Microstar un film de Léopold Kraus
Appartenant lui-même à cette fameuse génération Z, le réalisateur Léopold Kraus lui offre ici un portrait à l’acide qui en dit long non seulement sur cette classe d’âge mais également sur notre temps.

Abraham Wapler (Gabriel) et Raïka Hazanavicius (Pauline) – ©Moonlight Films Distribution
Paris, aujourd’hui. Gabriel développe une micro activité d’influenceur en produits de beauté. Mais en réalité il se rêve comédien et passe des castings à longueur de journée. En vain. Il fait la rencontre d’un décérébré total, Stanislas, un fils à papa qui nage dans l’opulence et qui le prend sous son aile pour tourner des clips complétement foireux sur des bijoux. Gabriel va croiser le regard de Pauline, jeune chercheuse en écologie.

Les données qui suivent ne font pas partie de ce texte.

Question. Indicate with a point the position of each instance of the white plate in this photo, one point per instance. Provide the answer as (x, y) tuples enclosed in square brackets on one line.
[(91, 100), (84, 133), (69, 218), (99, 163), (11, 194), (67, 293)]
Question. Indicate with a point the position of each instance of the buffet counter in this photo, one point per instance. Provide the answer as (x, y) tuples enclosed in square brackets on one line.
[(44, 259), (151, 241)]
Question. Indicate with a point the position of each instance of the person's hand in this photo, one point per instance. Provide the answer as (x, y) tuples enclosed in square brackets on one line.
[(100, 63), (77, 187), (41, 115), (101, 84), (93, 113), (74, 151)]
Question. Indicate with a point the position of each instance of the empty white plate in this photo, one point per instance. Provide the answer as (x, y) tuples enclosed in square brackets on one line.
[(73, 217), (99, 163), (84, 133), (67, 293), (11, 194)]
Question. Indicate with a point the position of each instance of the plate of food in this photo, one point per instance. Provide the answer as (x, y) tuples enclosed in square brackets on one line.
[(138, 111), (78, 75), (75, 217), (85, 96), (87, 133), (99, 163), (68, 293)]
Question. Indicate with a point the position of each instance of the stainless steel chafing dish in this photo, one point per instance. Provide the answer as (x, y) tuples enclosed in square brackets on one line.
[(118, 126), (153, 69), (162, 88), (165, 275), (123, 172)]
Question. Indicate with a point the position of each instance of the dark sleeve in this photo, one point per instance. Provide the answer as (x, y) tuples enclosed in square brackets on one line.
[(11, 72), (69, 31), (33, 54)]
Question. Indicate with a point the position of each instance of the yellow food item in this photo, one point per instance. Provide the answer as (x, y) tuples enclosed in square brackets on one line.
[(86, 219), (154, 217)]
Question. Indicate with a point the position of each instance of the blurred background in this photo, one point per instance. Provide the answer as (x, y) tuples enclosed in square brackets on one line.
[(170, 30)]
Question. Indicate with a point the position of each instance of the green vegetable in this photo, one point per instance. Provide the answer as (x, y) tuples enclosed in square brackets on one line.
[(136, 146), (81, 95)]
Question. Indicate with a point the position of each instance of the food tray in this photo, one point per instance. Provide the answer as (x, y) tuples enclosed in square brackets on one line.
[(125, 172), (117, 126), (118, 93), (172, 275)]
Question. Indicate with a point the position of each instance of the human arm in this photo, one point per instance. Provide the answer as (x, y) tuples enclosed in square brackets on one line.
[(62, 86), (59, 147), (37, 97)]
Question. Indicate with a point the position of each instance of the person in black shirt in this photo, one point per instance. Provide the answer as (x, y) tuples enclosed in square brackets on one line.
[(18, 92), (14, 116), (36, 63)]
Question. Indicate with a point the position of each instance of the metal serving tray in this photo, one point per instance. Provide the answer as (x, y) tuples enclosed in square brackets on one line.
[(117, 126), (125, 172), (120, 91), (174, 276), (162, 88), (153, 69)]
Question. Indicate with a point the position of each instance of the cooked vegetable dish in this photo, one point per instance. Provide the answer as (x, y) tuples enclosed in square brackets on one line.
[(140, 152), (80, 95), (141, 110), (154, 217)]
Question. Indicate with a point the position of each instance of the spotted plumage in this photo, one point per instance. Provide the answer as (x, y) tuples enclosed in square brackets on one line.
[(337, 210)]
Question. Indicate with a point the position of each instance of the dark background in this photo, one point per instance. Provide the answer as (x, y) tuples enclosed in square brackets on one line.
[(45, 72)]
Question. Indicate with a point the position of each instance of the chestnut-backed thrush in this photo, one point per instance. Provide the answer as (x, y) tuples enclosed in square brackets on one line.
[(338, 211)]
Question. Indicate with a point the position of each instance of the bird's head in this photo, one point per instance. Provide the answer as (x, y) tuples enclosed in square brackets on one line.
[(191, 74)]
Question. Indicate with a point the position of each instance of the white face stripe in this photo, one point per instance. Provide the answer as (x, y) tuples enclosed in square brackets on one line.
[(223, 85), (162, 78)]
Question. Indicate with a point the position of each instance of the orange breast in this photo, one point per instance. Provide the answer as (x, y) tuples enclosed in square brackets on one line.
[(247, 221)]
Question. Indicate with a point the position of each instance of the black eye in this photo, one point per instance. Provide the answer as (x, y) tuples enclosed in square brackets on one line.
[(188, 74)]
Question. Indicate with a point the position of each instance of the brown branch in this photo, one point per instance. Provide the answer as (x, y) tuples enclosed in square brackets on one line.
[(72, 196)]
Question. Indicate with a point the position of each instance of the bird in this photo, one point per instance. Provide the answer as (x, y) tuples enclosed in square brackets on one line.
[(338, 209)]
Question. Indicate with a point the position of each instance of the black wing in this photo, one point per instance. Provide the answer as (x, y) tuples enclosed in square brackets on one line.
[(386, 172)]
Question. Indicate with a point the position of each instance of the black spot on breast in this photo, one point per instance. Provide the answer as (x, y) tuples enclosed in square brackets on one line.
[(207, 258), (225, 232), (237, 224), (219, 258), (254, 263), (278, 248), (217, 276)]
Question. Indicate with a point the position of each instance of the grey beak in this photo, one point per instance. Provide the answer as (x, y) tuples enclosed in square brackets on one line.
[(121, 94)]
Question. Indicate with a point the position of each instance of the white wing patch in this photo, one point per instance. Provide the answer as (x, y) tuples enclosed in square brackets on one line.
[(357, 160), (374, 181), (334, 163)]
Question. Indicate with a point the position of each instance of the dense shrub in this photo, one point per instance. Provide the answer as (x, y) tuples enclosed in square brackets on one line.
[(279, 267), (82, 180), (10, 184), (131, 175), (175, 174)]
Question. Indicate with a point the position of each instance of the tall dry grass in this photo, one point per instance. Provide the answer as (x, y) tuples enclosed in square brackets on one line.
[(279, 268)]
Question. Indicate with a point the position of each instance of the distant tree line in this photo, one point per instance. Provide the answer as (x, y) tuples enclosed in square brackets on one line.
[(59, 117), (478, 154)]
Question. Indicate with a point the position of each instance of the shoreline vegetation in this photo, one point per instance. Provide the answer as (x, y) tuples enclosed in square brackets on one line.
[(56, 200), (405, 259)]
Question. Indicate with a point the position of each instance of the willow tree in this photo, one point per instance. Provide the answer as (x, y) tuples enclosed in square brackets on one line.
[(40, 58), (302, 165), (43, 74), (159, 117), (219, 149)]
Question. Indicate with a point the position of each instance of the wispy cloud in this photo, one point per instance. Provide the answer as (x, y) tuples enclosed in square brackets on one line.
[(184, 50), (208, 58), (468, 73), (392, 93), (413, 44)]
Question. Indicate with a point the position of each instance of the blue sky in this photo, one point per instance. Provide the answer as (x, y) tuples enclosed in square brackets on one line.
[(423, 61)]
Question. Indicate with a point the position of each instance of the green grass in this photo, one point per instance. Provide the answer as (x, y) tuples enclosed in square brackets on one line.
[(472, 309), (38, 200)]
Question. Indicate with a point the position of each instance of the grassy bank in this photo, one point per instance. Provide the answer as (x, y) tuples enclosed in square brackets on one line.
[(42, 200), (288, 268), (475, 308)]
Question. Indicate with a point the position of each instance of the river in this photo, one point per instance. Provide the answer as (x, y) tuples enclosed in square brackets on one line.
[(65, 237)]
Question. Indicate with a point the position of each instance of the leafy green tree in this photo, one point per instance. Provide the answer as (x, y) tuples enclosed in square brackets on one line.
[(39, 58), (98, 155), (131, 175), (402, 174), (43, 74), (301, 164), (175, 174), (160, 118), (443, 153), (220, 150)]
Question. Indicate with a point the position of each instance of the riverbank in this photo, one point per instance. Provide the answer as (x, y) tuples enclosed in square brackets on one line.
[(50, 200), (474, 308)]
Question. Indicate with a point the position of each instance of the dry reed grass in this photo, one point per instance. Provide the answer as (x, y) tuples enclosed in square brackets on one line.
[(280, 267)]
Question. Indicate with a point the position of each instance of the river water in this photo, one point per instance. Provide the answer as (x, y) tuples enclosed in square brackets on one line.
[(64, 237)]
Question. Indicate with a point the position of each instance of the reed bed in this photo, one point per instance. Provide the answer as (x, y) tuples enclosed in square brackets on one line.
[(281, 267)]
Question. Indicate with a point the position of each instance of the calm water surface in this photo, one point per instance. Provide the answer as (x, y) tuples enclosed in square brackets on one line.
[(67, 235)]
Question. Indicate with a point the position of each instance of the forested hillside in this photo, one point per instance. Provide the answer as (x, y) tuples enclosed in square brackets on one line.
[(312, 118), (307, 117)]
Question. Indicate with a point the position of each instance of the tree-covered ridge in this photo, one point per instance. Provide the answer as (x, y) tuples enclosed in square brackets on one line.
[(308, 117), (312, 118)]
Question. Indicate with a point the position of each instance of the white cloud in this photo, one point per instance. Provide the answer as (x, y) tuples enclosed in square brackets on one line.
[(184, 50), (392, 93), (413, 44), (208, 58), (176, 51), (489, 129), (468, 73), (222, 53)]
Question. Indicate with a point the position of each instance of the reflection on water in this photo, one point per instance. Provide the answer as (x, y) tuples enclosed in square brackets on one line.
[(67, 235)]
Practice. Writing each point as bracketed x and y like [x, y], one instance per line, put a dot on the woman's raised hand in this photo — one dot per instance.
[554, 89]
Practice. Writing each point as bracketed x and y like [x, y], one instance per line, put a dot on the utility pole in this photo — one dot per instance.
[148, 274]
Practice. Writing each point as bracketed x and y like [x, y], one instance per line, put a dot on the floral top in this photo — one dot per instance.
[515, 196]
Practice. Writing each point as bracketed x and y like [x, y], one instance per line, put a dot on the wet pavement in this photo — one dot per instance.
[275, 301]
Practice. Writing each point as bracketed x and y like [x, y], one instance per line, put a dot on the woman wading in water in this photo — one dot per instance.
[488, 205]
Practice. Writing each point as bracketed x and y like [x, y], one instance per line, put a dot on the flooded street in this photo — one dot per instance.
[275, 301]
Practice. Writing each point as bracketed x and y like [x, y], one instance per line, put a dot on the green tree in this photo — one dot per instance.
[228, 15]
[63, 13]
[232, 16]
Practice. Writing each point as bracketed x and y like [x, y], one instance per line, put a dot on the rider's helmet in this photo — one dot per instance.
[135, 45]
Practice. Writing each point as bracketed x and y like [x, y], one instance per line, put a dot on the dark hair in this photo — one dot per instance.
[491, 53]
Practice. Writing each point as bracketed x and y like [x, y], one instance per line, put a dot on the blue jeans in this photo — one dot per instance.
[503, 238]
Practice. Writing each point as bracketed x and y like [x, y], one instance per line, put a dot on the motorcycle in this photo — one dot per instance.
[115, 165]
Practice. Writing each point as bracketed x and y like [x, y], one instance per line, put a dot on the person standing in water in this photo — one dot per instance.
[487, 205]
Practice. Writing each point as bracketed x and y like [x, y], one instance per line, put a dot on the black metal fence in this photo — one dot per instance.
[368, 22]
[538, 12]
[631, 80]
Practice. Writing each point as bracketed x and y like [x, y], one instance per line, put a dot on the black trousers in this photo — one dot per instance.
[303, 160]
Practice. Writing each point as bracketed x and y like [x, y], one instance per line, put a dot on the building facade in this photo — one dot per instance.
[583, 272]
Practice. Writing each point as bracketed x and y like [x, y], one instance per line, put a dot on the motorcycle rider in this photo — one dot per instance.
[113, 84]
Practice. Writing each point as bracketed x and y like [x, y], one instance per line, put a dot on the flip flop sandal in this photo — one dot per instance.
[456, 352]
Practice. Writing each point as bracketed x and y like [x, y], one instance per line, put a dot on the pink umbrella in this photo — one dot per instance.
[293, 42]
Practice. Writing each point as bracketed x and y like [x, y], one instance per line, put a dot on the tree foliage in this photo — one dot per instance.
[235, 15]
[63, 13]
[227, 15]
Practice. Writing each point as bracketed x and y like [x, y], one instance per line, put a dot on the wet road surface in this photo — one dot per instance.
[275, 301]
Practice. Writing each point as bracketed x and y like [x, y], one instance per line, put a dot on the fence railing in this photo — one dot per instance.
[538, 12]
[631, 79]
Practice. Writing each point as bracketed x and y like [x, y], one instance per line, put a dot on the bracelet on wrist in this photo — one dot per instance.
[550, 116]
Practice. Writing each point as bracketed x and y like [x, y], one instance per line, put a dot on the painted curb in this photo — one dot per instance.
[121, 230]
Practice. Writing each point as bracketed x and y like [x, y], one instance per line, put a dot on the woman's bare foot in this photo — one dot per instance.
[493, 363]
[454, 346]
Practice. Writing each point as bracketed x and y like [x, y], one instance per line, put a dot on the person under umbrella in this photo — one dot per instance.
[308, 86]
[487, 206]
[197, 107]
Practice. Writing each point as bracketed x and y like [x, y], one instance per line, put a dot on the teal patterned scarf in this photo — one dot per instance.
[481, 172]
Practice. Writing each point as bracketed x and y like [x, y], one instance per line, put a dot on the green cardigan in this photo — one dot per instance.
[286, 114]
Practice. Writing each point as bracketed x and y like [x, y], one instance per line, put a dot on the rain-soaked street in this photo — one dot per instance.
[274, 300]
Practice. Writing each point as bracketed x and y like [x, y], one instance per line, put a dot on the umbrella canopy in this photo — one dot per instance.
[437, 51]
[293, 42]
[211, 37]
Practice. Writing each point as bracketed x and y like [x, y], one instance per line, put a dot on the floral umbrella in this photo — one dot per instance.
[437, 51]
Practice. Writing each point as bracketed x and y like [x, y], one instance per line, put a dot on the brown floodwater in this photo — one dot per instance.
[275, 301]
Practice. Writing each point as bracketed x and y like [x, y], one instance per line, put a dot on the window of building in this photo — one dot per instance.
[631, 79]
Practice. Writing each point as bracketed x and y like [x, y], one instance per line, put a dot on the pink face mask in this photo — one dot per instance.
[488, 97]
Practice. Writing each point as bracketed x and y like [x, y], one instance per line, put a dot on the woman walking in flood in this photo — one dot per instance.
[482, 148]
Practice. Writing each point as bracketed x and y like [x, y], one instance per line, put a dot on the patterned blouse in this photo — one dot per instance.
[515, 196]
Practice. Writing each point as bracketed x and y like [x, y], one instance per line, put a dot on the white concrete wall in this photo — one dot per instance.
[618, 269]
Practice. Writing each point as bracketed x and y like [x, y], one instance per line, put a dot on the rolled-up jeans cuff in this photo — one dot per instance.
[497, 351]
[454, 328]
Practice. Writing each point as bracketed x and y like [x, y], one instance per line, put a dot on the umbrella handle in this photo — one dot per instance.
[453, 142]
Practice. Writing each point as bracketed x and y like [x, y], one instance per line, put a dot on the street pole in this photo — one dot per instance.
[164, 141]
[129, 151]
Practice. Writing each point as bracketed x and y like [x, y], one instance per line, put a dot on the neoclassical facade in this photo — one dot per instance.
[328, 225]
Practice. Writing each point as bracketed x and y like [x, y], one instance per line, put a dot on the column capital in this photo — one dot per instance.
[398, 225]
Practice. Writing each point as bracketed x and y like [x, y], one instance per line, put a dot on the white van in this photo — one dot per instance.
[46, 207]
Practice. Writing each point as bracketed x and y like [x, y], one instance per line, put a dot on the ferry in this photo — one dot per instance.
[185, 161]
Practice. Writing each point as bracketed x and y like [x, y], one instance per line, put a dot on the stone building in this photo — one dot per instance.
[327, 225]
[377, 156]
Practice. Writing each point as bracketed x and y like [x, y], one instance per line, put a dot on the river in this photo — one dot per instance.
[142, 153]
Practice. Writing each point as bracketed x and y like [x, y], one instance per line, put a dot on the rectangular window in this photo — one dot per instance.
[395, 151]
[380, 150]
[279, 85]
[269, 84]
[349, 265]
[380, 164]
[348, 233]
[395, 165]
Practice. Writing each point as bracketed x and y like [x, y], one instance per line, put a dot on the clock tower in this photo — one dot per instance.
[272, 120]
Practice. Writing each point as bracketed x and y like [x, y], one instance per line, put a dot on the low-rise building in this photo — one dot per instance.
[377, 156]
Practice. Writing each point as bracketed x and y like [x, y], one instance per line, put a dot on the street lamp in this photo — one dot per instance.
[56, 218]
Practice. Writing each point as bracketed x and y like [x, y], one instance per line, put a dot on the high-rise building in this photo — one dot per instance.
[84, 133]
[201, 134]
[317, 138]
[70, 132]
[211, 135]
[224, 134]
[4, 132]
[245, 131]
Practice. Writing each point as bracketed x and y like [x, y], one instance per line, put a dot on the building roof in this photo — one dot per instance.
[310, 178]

Un brin de romance s’amorce mais elle est freinée par un handicap…physique car Gabriel s’est vu attribué par la nature d’un pénis, si ce n’est micro, du moins… Entre court métrage où il frôle l’hypothermie et storie dans une baignoire remplie de champagne pour un bijou sans grand intérêt, la vie de Gabriel est une vraie galère. C’est le but que s’est fixé le réalisateur : nous raconter l’envers du décor d’une génération qui ne pense qu’à se promouvoir sur Instagram, TikTok ou autre miroir aux alouettes de notre temps. Au travers des mésaventures de Gabriel c’est aussi le passage à l’âge adulte qui impose sa loi souveraine, creusant avec violence les conflits de classe et interrogeant sur l’irrépressible besoin d’ascension sociale.
Si le récit laisse une place non négligeable à l’humour, le sens profond du scénario demeure sidérant de noirceur. Cette génération fabrique des paumés, aveuglés par certaines réussites ponctuelles qui peuvent s’écrouler d’une seconde à l’autre, comme un château de sable. Pour incarner Gabriel, Léopold Kraus a choisi l’un des acteurs les plus prometteurs de la nouvelle génération : Abraham Wapler. Sa retenue en fait une véritable marionnette au milieu du maelström des réseaux sociaux. Il lui fait vivre son « handicap » avec une honte que ses yeux n’arrivent pas à cacher. Une vraie gueule de cinéma, avec ses traits coupés à la hache. Félix Lefebvre en fait des tonnes en Stanislas, frôlant l’overdose. Raïka Hazanavicius est la lumière de ce trio. Elle ne manque pas de faire sourire lorsqu’elle critique le népotisme…
Peut-être pas un chef-d’œuvre mais un film qui plonge une lame glacée dans l’enfer dérisoire de l’autopromotion.